Türk ekonomisinin akıncı beyleri ihracatçılarımızı her alanda destekleyeceğiz

Cumhurbaşkanı Erdoğan, 2025 yılı Ekim ayında ihracatın yüzde 2,3 artışla 24 milyar dolar olarak gerçekleştiğini söyledi. “Ekim 2025 itibarıyla yıllıklandırılmış ihracatımız 270,2 milyar dolarla tarihin en yüksek seviyesine ulaştı” ifadesini kullanan Cumhurbaşkanı Erdoğan, yılın ilk 9 ayında hizmet ihracatının 91,9 milyar doları, hizmet ticareti fazlasının ise 48,8 milyar doları bulduğuna işaret etti.

Cumhurbaşkanı Erdoğan, 2024’te 379 milyar dolar olan mal ve hizmetler ihracatını 2025 yılı sonunda 390 milyar dolara çıkarmayı hedeflediklerini, eylül ayı itibarıyla bu seviyenin aşılmış olduğunu tahmin ettiklerini belirtti. Cumhurbaşkanı Erdoğan, konuşmasını şöyle sürdürdü: “Milletçe hepimizi sevindiren bu gelişmelerin hayırlı olmasını diliyorum. Eylül ayı itibarıyla bu değerlendirmeler bu şekilde devam ederken Türk ekonomisinin akıncı beyleri olan ihracatçılarımızı inşallah her alanda desteklemeye devam edeceğiz. Önümüzdeki dönemde başta sanayicilerimiz ve KOBİ’lerimiz olmak üzere reel sektörümüzle istişarelerimizi yoğunlaştıracağız. İş dünyamızın, esnafımızın, tüccarımızın, üreticimizin sesine daha fazla kulak verecek ekonominin kalbi olan bu kesimlerle daha sık bir araya geleceğiz. Bu başarıları, bölgemizde yaşanan sıcak çatışmalara ve gümrük tarifeleri üzerinden yürüyen ticaret savaşlarına rağmen elde ettiğimizi de özellikle hatırlatmak istiyorum. Bir kez daha ihracatçı kuruluşlarımızı, iş insanlarımızı, işçilerimizi, ilgili bakanlarımız ve bürokratlarımızı emeklerinden ötürü kutluyor, ülkem ve milletim adına kendilerine şükranlarımı sunuyorum.”

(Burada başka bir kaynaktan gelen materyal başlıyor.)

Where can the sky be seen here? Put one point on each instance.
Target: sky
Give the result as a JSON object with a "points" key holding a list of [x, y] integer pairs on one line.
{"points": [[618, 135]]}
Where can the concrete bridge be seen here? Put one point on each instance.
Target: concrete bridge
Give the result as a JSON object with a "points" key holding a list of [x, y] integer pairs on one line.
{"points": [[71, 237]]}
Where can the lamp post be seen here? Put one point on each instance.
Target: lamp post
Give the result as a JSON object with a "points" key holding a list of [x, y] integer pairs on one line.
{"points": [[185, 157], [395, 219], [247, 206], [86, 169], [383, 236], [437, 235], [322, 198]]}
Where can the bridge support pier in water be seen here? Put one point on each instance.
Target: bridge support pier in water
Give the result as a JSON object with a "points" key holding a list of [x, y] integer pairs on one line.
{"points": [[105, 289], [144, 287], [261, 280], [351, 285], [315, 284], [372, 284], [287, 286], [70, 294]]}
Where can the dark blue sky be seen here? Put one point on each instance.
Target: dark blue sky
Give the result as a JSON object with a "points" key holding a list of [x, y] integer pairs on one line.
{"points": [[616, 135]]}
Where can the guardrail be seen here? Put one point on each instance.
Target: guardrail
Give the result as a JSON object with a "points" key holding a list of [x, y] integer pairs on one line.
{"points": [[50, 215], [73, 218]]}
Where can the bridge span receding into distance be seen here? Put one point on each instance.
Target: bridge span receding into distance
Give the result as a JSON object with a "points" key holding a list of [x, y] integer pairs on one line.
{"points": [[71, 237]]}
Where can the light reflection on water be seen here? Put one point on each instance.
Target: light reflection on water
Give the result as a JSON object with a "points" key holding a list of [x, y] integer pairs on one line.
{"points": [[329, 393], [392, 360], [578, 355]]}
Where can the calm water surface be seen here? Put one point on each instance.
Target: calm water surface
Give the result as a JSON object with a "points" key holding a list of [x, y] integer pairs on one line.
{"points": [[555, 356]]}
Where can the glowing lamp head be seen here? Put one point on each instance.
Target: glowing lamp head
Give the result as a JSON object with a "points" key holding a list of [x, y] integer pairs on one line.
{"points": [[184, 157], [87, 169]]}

CHP yönetiminin giderek çirkinleşen üslubunu aziz milletime havale ediyorum

Ana muhalefet partisinin bu davayı en başından beri siyasallaştırmaya gayret ettiğini, iddiaların vahamet ve ciddiyetini bilerek sulandırmaya çalıştığını millet gibi kendilerinin de gördüğünü kaydeden Cumhurbaşkanı Erdoğan, “Ancak yargı mercilerini, kendi doğal mecralarında, yasal ve anayasal sınırları içinde çalışır hâlde tutmak, müşterek hassasiyetimiz olmalıdır. Açık ve net söylüyorum; görevini yapan yargı mensuplarına ve yargının meşruiyetine bu kadar acımasızca saldırmanın, bunları örselemenin kimseye bir faydası olmaz. CHP yönetiminin giderek çirkinleşen, hırçınlaşan üslubunu hiç kimseye değil, aziz milletime havale ediyorum” değerlendirmesinde bulundu.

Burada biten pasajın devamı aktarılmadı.